Germany’s main center-left newspaper, Süddeutsche Zeitung, quoted that Politico headline in the second paragraph of its Washington story and asked why the president’s daughter, who has no specified job, sat next to the chancellor. The tabloid Bild headlined: “Merkel’s Oddest Trump Moment: NSA Joke and No Handshake.” In Germany’s financial capital there was more attention to substance. The leftist Frankfurter Rundschau: “Dissent Instead of Consensus.” The conservative Frankfurter Allgemeine Zeitung: “A Deep Trench, No Easy Task.”
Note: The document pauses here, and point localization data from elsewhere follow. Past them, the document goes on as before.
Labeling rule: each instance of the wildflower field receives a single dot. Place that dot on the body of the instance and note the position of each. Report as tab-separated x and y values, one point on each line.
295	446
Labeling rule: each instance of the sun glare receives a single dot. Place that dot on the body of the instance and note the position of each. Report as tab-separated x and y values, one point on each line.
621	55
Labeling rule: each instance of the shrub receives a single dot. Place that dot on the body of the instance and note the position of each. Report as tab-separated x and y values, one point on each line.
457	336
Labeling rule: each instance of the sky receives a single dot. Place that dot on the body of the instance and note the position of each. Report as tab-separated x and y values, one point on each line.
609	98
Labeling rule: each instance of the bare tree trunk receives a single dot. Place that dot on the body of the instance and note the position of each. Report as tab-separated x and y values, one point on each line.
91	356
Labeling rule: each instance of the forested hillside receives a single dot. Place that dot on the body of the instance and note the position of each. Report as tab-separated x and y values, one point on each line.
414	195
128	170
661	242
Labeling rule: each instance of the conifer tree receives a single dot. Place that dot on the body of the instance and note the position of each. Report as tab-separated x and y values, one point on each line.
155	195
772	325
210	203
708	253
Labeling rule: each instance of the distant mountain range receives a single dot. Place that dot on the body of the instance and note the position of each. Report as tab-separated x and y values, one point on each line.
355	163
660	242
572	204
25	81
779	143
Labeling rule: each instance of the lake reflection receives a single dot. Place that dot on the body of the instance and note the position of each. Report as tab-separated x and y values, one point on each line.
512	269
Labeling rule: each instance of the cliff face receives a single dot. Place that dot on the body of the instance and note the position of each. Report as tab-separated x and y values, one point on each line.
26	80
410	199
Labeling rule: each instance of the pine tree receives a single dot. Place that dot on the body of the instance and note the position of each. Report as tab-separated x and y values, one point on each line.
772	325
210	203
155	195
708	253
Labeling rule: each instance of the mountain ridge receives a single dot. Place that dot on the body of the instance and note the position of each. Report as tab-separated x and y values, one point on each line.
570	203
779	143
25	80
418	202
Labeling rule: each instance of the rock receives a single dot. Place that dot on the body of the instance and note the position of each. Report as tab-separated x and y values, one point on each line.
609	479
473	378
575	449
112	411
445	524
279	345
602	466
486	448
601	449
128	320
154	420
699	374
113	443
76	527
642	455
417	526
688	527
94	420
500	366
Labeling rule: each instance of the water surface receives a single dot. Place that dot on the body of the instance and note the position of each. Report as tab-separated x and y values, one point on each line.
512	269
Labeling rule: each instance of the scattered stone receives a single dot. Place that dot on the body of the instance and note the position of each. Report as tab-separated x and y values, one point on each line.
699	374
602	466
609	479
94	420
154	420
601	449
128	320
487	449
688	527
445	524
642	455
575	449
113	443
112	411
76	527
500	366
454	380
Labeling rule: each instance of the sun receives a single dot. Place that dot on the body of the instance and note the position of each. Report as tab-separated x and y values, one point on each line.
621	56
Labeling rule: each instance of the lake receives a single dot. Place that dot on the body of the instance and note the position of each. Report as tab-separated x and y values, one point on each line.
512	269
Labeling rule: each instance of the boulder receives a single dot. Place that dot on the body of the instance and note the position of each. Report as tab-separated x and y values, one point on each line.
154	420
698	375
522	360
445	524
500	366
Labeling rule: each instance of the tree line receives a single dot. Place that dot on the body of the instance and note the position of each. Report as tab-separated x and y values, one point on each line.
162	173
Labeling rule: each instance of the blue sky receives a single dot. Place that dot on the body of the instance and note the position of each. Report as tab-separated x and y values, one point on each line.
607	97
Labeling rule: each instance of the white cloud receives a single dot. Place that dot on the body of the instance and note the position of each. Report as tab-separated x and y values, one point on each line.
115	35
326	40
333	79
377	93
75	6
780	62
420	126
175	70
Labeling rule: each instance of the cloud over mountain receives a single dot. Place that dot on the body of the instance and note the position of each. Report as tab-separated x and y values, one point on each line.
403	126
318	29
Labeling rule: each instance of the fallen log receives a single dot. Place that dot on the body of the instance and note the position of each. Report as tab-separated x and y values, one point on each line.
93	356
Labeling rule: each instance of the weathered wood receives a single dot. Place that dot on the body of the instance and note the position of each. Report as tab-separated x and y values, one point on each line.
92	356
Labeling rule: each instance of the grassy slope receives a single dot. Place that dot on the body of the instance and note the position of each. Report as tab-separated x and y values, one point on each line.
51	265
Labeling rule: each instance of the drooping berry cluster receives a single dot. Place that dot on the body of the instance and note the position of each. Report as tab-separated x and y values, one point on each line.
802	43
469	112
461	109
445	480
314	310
And all of this, including the joint Merkel-Trump press conference, was overshadowed in Britain by anger over Sean Spicer’s suggestion that British intelligence had bugged Trump Tower on former President Obama’s order during the campaign — and Spicer’s subsequent refusal to correct this false statement or apologize for it.
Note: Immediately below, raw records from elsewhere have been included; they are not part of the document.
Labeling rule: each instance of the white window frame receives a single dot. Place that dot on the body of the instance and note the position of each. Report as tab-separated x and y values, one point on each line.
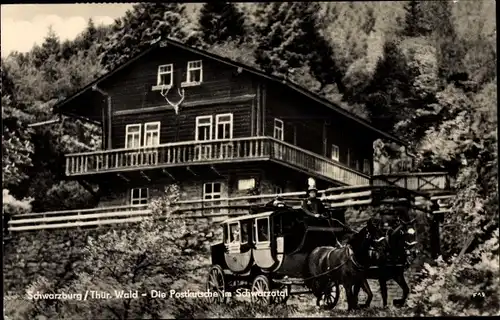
132	200
250	180
335	152
279	127
157	130
127	134
161	73
277	190
204	125
366	166
190	67
223	122
257	230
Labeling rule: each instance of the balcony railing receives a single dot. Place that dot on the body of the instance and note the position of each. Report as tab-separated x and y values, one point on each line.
210	152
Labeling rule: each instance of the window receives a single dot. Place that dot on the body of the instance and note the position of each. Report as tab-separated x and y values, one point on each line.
246	184
203	128
151	134
262	226
335	153
234	232
278	129
244	231
139	196
165	75
366	166
195	72
211	191
133	136
224	126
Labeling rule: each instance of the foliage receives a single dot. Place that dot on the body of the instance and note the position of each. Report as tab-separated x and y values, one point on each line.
221	21
144	258
12	206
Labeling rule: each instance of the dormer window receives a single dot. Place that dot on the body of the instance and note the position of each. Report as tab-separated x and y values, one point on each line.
165	75
194	74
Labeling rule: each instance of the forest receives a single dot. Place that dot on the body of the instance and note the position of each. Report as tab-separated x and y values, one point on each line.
422	70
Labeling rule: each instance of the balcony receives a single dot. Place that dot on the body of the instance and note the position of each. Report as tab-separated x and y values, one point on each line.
212	152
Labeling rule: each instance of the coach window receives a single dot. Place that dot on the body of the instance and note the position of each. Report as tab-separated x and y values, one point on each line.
245	225
234	232
262	229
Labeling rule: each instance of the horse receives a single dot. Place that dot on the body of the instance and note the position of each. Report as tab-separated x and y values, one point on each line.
390	264
345	265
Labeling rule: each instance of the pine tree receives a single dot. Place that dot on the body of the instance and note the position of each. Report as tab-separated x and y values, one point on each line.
416	23
221	21
145	24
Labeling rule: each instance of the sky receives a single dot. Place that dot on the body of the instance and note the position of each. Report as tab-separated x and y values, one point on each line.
24	25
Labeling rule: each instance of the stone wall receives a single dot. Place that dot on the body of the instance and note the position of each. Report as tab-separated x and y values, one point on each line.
57	254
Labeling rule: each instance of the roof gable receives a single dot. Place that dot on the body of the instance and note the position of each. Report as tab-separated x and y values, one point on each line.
273	78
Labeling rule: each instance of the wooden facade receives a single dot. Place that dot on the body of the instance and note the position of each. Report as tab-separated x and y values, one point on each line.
243	131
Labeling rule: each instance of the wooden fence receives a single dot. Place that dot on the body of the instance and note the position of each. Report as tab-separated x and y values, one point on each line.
215	209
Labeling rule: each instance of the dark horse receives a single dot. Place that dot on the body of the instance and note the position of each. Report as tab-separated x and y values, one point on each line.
344	265
391	263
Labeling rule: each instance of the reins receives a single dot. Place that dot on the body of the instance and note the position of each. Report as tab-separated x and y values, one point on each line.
350	257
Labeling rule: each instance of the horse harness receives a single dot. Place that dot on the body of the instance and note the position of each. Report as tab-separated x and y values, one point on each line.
350	257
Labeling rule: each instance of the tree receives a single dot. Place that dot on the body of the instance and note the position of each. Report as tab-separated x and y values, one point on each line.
221	21
16	145
389	93
158	253
416	23
145	24
290	39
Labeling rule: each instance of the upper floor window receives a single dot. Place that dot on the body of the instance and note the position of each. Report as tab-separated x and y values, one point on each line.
224	126
165	75
335	152
366	166
203	128
194	72
139	196
151	134
278	132
132	135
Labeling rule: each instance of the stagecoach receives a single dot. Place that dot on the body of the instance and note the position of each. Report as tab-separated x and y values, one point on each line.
266	251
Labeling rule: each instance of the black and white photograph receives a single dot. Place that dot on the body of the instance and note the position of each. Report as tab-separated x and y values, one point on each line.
193	160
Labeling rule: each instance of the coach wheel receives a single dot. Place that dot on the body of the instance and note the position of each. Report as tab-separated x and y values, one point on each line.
261	290
216	284
331	296
282	294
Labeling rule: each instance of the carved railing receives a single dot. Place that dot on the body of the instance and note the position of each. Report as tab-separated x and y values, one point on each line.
210	152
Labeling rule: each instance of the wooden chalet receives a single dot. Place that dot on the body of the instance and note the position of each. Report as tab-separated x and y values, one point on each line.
221	130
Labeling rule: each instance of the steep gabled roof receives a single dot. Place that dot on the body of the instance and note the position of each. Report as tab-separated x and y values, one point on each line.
273	78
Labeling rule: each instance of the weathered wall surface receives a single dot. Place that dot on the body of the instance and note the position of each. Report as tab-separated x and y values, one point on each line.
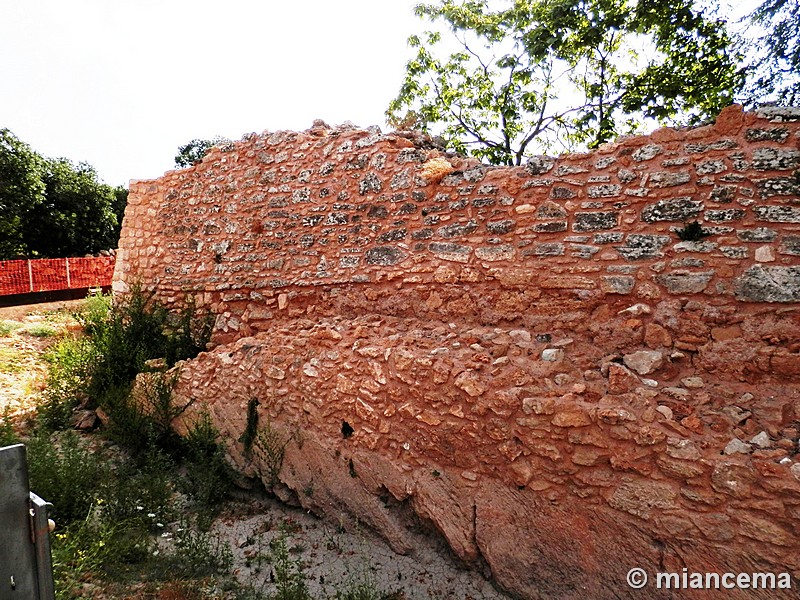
529	359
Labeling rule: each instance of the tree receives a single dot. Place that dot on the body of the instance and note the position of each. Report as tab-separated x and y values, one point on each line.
21	191
772	43
77	215
194	151
539	73
51	207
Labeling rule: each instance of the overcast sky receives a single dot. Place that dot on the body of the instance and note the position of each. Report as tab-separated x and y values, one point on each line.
121	84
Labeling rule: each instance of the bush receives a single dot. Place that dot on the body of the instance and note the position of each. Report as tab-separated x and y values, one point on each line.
67	474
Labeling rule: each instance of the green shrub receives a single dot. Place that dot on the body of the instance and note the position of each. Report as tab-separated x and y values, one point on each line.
8	436
210	476
66	473
69	367
6	327
40	330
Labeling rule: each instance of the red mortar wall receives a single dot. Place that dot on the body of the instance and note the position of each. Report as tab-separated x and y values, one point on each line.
50	274
529	358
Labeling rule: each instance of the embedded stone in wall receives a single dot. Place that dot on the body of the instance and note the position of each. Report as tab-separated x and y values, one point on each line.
685	282
673	209
617	284
385	255
775	159
769	284
595	221
777	214
639	246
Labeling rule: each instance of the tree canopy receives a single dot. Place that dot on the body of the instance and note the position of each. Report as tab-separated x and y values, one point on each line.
194	151
52	207
772	43
541	73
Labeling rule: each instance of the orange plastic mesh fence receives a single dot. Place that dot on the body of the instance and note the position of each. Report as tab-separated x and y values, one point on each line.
49	274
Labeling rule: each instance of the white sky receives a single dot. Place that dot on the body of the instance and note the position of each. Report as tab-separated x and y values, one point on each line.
121	84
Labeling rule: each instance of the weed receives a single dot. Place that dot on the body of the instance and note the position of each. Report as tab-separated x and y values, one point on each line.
8	436
198	554
270	446
290	577
69	367
7	327
210	479
40	330
63	471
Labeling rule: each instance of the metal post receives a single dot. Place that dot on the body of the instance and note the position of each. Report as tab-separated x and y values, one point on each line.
25	563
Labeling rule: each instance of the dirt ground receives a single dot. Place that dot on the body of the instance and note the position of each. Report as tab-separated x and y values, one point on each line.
330	556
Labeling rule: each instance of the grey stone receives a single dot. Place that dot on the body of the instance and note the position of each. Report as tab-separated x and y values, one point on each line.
370	183
450	251
737	446
723	193
733	251
549	249
500	227
790	245
775	159
608	238
562	193
772	134
550	210
760	283
494	253
407	155
617	284
647	152
385	255
673	209
551	227
762	440
539	164
644	362
640	245
458	229
695	246
377	212
720	216
779	114
759	234
583	250
777	214
392	236
685	282
710	167
779	186
664	179
552	354
594	221
604	191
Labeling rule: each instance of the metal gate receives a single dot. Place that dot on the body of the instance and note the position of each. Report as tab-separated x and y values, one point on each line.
26	571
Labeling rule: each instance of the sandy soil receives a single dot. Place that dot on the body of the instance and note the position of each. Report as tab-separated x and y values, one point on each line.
329	557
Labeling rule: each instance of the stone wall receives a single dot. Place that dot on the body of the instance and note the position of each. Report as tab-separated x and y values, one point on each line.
530	360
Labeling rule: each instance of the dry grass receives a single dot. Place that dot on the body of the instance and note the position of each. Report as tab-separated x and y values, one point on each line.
25	334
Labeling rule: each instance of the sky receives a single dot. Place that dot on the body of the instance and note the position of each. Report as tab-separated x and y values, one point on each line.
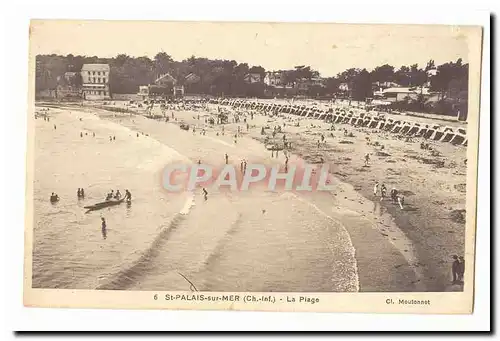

Still it wasn’t over. Even after Merkel’s departure, Trump had to tweet, quite incorrectly again, that “Germany owes vast sums of money to NATO & the United States . . . for the powerful, and very expensive, defense it provides to Germany!” Whereupon The Guardian, quoting America’s former permanent representative to NATO, explained to President Trump that “that’s not how NATO works.” The tweet revealed Trump’s fundamental ignorance of NATO’s structure.

Embed from Getty Images

President Trump and Irish Prime Minister Enda Kenny

Oh, and there was the St. Patrick’s Day event. Ireland’s soft-spoken Prime Minister Enda Kenny traditionally visits the White House on that day for a ceremonial gift. But this time he had more to say. With Trump beside him scowling, the prime minister quietly reminded the president of the unfairness of Trump’s immigration policy.

The Guardian described it this way:

“’There are millions out there who want to play their part for America – if you like, who want to make America great,’ he said, giving Mr. Trump a pointed look.

“’You heard that before?’

“But Mr Kenny’s dig was not so much targeting the President’s ‘Muslim travel ban’, as it was about addressing the issue of the US’s large illegal Irish migrant population.

“An estimated 50,000 Irish people are thought to be living in the USA without a visa.

“’We would like this to be sorted,’” Mr Kenny said.

“’It would remove a burden of so many that they could stand in the light and say: “Now I’m free to contribute to America as I know I can.” That’s what people want.’

“Warming to his theme, he added: ‘I’m always struck by the American national anthem … For us … you say the land of the free and the home of the brave. Our people are as brave as ever but maybe not as free.’”

Trump apparently is deaf to the damage he has caused American prestige abroad, and thus will not hear—or read—well intended advice from our friends, as in this editorial from The Guardian:

“The British are now trying to teach Trump a similar hard lesson. But Trump is a stubborn or dull pupil. In refusing to utter a word of regret, much less apology, he is sticking to his tried and true script. Apologies are recognitions of mistake and Trump by his own lights commits none.

“And yet whether he acknowledges it or not, his words are costing him – not with his core supporters or his minions in the media, but with the coordinate branches of government and abroad.”